O relacionamento está para mim, como a droga está para um adicto.
No início, quando estou conhecendo, é tudo muito leve e satisfatório.
O envolvimento ainda é superficial.
Mas, conforme a relação vai ficando estreita e intensa, eu vou sentindo cada vez mais necessidade de estar com; de saber notícias; de ter algum contato.
É uma necessidade insuportável que me deixa completamente desorganizada.
O que era prazeroso no inicio, torna-se angustiante.
Enquanto estamos em contato, o prazer é imenso, mas com a despedida o vazio vem e toma conta. E, a partir desse momento, só consigo pensar nele e no que fazer para ter o momento de volta, e nada posso fazer... então, fico a esperar angustiosamente o próximo momento.

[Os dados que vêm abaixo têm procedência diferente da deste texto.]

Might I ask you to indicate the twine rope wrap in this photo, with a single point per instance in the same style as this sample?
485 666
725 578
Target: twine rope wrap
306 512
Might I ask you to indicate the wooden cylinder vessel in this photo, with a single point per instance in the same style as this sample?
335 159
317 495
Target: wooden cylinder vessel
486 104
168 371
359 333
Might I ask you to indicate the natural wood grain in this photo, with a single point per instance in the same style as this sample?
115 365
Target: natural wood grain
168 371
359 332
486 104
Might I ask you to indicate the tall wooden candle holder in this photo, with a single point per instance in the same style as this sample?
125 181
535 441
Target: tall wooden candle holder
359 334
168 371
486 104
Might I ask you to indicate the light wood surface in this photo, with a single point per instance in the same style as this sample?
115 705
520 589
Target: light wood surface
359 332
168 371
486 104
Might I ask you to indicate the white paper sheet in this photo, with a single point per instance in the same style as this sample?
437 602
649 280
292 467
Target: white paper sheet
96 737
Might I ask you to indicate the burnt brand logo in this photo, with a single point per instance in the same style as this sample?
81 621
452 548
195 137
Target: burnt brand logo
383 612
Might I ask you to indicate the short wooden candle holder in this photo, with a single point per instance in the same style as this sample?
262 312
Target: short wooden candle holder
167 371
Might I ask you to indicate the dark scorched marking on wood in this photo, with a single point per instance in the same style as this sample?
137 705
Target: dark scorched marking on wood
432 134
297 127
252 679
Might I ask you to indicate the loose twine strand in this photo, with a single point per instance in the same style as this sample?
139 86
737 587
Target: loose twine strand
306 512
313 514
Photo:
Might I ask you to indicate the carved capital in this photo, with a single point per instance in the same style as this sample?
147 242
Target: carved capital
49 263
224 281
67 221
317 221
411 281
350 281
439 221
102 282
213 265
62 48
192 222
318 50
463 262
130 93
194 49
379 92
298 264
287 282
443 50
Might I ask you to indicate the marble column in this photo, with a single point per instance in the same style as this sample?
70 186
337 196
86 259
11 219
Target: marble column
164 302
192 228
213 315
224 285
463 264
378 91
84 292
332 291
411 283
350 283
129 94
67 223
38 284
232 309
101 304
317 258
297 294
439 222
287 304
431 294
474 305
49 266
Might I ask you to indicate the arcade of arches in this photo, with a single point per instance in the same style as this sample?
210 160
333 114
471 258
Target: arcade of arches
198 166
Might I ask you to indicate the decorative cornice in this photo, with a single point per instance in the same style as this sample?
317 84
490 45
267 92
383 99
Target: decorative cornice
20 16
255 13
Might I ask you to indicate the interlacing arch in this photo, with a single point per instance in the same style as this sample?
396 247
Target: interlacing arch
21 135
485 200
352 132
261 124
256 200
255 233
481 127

O pensamento fica em torno disso.
A angústia oscila. E todo o resto perde o sentido.
Por ter consciência de minha doença, consigo me controlar e segurar sozinha, sem permitir que minha insanidade o alcance.
E isso me enlouquece mais ainda...
E é isso. Consigo fazer do relacionamento a minha droga e a minha vida vira um inferno.
A programação me ajudou muito, mas ainda tenho muito a melhorar.
Obrigada por me ler."
Compartilhando minha experiência no aprendizado da programação dos doze passos.
segunda-feira, 14 de março de 2016
segunda-feira, 7 de março de 2016
A força do pensamento
"O pensamento é a energia da consciência. O pensamento cria a
experiência de realidade e expressa a qualidade da alma.”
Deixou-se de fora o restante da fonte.